What riot? Springfield still won’t talk about race
September 20, 1990
Springfield’s signal historical event, apart from the residency of Abraham Lincoln, was a race riot. In spite of that—or maybe because of it—the city’s debate about racism has never been frank or sophisticated. In this, the capital city is hardly alone in Illinois.
I tried in this piece to be at least frank. Rereading this piece, I wondered whether it would even be printed today without triggering a hailstorm of social media abuse. I’ve reluctantly emended the text to protect today’s more delicate readers, although I must say that I have yet to hear from the word vigilantes how a society can have a debate on any topic without talking about it out loud.
I read Rebecca Senechal's fine new book about the 1908 Springfield race riots—Sociogenesis of a Race Riot—with both excitement and embarrassment. In 1973 I wrote a summary account of those grim events that was published by the Sangamon County Historical Society. The pamphlet had value as the only contemporary account of the riots available to an audience that was eager to know about them, but it turns out to have been uninformed in its estimations of the causes of the violence. "Racism" was the obvious explanation. But which kind? Derived from what grievances? Why was it expressed in this particular place, and in that particular way?
Senechal provides plausible answers to the kinds of questions Springfield has always had trouble even asking. For example, a local judge, in explaining his refusal that summer to grant a change of venue to riot defendants, delivered an opinion so at odds with reality as to suggest dementia had it not come from one of that guild from whom nonsense spouts like water from a fountain. "In no county of the state," the judge intoned, "does so little prejudice exist against the colored race as in the county of Sangamon."
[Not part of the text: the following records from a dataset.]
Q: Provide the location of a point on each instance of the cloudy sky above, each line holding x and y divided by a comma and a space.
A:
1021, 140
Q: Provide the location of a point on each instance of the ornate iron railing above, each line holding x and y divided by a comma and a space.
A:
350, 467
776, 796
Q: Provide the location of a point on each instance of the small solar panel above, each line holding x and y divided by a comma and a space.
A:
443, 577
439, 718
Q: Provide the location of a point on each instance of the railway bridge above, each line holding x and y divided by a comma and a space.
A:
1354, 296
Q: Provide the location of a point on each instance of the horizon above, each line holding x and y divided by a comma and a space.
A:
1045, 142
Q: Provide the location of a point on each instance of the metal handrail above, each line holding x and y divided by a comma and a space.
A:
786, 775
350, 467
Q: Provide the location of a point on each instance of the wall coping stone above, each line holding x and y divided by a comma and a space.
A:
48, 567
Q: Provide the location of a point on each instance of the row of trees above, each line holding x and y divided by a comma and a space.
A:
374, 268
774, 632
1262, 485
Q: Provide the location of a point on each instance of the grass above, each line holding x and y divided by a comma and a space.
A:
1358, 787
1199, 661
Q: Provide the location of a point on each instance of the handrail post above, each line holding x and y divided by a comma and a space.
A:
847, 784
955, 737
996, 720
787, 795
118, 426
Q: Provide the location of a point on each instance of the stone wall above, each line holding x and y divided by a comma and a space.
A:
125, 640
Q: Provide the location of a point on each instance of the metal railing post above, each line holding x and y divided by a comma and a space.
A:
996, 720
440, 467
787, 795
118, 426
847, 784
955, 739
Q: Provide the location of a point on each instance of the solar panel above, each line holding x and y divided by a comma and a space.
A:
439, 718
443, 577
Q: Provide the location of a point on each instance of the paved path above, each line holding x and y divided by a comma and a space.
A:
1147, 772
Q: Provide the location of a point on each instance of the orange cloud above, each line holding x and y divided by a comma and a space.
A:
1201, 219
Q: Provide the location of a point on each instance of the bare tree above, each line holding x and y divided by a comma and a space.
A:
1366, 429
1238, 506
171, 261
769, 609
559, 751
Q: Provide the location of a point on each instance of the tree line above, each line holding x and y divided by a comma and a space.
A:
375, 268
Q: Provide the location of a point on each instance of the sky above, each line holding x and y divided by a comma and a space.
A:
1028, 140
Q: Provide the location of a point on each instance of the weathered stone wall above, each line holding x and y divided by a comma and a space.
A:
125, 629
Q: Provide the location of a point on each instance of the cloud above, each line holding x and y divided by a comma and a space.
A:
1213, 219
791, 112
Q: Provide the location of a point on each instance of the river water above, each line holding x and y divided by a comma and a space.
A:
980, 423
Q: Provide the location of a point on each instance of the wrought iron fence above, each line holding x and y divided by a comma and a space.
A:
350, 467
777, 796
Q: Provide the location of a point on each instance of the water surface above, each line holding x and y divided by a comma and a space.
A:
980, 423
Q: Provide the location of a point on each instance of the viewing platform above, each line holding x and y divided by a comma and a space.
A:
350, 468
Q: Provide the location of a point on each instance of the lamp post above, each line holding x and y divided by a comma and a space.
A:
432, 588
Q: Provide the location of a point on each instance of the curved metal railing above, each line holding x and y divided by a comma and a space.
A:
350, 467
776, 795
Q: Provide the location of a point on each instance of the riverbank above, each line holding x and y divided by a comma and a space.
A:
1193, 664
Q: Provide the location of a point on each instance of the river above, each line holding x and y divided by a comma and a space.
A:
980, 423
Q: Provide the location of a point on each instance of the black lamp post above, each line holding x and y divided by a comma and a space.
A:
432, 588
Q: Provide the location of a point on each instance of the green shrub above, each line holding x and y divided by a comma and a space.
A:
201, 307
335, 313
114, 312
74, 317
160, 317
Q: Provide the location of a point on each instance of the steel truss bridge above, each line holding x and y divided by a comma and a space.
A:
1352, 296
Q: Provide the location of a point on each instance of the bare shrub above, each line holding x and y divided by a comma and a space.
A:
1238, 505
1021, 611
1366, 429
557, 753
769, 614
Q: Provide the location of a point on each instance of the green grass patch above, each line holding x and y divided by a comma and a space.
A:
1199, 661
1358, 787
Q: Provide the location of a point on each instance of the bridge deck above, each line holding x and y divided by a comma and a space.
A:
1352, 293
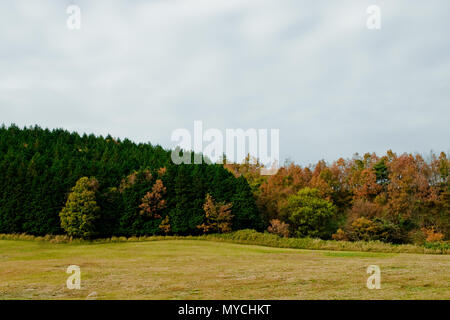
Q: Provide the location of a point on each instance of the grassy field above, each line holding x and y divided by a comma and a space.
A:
193, 269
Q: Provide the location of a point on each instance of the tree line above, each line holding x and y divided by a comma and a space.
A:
55, 182
392, 198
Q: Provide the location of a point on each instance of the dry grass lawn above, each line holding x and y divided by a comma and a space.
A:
194, 269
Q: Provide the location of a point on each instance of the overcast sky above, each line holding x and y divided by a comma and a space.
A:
141, 69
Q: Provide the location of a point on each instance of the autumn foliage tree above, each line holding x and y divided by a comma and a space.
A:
218, 216
153, 201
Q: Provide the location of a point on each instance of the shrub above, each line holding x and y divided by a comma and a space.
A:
432, 235
81, 211
340, 235
309, 215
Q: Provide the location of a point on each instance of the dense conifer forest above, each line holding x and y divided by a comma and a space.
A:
40, 167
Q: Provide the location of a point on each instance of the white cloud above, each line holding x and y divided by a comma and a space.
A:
141, 69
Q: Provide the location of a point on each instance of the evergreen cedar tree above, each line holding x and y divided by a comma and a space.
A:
139, 192
393, 198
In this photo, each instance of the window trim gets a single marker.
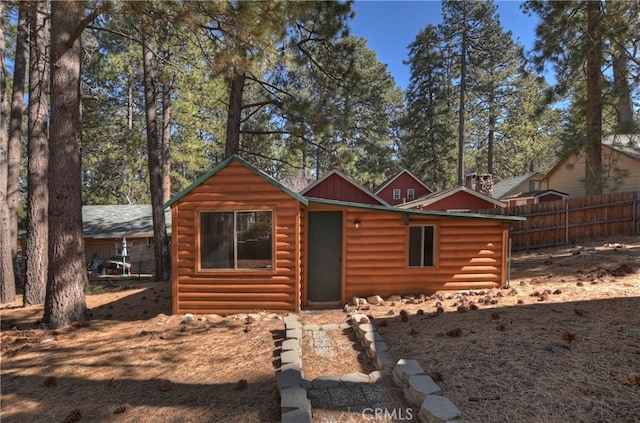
(436, 234)
(198, 244)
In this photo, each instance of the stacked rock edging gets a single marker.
(419, 388)
(422, 391)
(295, 407)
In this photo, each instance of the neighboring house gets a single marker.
(106, 226)
(535, 197)
(337, 186)
(243, 242)
(401, 188)
(458, 199)
(516, 185)
(620, 167)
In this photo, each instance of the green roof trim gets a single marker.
(226, 163)
(415, 212)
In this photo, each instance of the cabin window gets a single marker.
(236, 240)
(422, 246)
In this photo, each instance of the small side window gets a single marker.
(422, 246)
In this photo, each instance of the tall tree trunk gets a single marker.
(15, 125)
(624, 105)
(492, 124)
(160, 241)
(7, 280)
(234, 114)
(593, 165)
(166, 142)
(65, 300)
(463, 93)
(38, 155)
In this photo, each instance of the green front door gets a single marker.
(325, 257)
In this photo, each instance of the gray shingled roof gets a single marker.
(504, 187)
(628, 144)
(120, 221)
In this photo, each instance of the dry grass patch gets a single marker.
(563, 344)
(569, 354)
(135, 363)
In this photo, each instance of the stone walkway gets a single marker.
(396, 392)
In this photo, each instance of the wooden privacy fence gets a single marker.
(576, 219)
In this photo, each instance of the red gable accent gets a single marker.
(334, 187)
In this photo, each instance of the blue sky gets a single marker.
(390, 26)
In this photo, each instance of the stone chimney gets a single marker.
(481, 183)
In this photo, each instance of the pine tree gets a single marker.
(67, 277)
(428, 145)
(38, 160)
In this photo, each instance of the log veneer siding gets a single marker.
(222, 291)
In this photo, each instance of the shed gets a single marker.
(243, 242)
(620, 168)
(535, 197)
(516, 184)
(106, 226)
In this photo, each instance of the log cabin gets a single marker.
(243, 242)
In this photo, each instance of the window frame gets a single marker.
(434, 243)
(234, 269)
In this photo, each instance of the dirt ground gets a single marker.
(562, 343)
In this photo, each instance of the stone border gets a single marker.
(294, 405)
(419, 388)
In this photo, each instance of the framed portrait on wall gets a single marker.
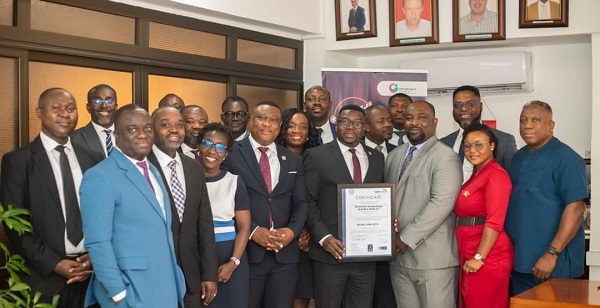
(413, 22)
(355, 19)
(478, 20)
(543, 13)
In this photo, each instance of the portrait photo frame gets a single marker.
(492, 27)
(530, 15)
(427, 31)
(355, 24)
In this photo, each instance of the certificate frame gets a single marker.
(367, 241)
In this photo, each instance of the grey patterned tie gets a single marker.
(177, 190)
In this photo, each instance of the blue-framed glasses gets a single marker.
(99, 101)
(219, 147)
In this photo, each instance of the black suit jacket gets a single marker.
(325, 168)
(194, 237)
(505, 149)
(87, 137)
(287, 202)
(27, 181)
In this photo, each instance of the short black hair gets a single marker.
(95, 88)
(217, 127)
(480, 127)
(472, 89)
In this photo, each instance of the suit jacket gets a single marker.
(128, 237)
(358, 19)
(505, 149)
(533, 12)
(28, 182)
(425, 197)
(287, 202)
(325, 168)
(194, 237)
(87, 137)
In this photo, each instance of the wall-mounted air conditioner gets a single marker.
(491, 73)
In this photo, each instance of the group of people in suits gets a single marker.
(171, 212)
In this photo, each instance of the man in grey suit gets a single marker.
(98, 135)
(342, 161)
(467, 108)
(428, 179)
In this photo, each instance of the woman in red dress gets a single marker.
(485, 250)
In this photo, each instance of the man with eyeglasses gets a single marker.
(98, 135)
(194, 119)
(44, 177)
(342, 161)
(274, 179)
(466, 109)
(317, 102)
(235, 115)
(191, 223)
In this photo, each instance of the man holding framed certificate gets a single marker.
(342, 161)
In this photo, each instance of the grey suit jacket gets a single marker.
(505, 149)
(425, 197)
(88, 138)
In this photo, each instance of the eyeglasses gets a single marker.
(461, 105)
(477, 145)
(99, 101)
(345, 123)
(219, 147)
(232, 115)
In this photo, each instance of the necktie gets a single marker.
(265, 167)
(400, 134)
(73, 216)
(109, 145)
(356, 173)
(319, 133)
(407, 161)
(196, 156)
(144, 166)
(177, 190)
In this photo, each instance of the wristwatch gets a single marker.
(553, 251)
(479, 258)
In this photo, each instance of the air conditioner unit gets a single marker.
(491, 73)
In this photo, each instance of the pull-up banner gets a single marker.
(366, 87)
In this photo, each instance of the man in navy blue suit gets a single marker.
(274, 177)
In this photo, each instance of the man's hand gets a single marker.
(280, 238)
(334, 246)
(209, 291)
(544, 266)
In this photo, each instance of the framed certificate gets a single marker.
(365, 218)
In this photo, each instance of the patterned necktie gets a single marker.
(144, 166)
(73, 216)
(265, 167)
(356, 173)
(109, 145)
(407, 161)
(177, 190)
(319, 134)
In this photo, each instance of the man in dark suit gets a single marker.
(191, 223)
(356, 17)
(126, 215)
(32, 178)
(467, 108)
(275, 180)
(342, 161)
(317, 102)
(98, 135)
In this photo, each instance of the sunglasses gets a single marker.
(219, 147)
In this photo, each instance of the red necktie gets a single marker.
(356, 173)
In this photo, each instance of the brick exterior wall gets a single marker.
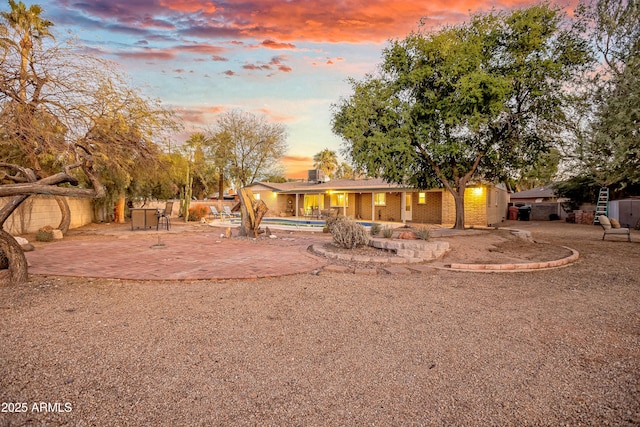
(476, 210)
(488, 207)
(40, 210)
(429, 212)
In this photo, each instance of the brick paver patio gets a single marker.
(203, 254)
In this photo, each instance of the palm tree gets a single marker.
(326, 161)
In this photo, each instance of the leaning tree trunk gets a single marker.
(25, 186)
(17, 262)
(65, 221)
(252, 211)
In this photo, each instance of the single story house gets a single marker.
(545, 204)
(370, 199)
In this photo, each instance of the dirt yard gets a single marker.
(553, 347)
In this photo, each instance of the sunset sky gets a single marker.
(287, 59)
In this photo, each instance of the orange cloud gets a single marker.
(189, 5)
(277, 23)
(296, 167)
(270, 44)
(276, 117)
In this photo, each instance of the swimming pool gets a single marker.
(297, 223)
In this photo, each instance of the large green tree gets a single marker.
(326, 161)
(63, 111)
(479, 100)
(609, 148)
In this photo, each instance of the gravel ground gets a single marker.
(554, 347)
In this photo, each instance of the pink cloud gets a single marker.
(277, 23)
(199, 116)
(270, 44)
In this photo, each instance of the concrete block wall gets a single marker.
(40, 210)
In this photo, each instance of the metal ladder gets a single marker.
(602, 206)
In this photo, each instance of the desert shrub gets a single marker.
(197, 212)
(422, 233)
(375, 228)
(331, 221)
(45, 234)
(347, 233)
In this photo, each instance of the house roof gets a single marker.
(535, 193)
(367, 184)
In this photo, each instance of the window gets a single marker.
(339, 199)
(380, 199)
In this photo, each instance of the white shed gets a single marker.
(627, 211)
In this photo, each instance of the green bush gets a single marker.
(375, 228)
(347, 233)
(197, 212)
(422, 233)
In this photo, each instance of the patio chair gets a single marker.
(214, 212)
(164, 216)
(227, 211)
(608, 229)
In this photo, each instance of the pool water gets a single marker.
(298, 222)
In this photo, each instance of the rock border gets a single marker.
(513, 267)
(418, 251)
(407, 251)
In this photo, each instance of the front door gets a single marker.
(408, 212)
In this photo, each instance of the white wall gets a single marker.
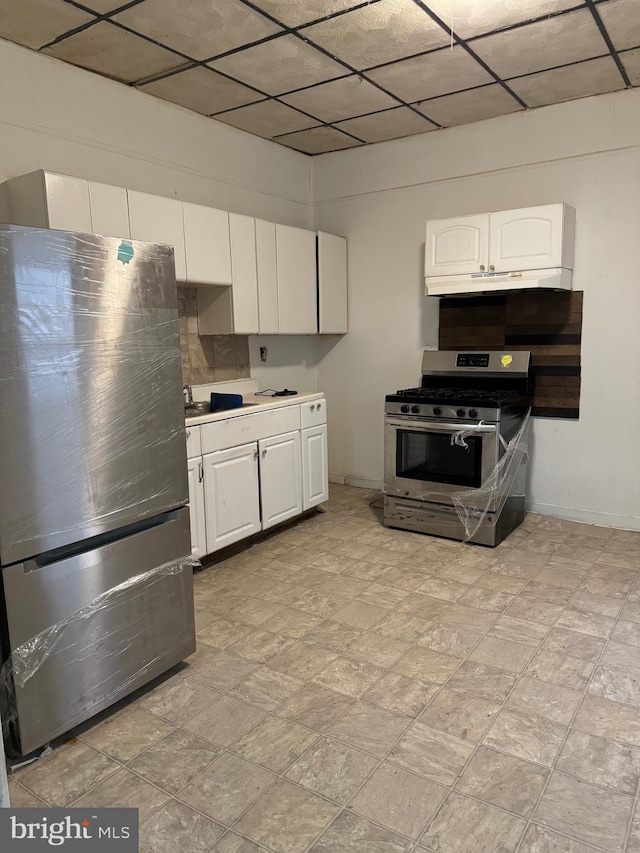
(57, 117)
(586, 153)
No doubt that seemed true enough in the Springfield in which that judge resided. No doubt he and his neighbors tipped their cleaning women and yard men generously at Christmas; no doubt they chided their friends for using words like "n----r." Senechal explains that such affluent Springfieldians as a class at first legitimated the violence as a cure for a serious civic disease whose symptom they saw as black lawlessness. The lynchings that resulted were shocking proof that moral reform was not on the agenda of the town's working class thugs; the city's establishment deplored the crimes but remained blind to the motive.
By today's standards, the racism in 1908 Springfield was breathtakingly blatant. There were companies black people could not work at, stores they could not shop at, theaters they could not sit in, schools they could not go to, neighborhoods they dare not walk through. It would be nice to think that things have changed, but the Springfield Senechal describes sounds sadly familiar.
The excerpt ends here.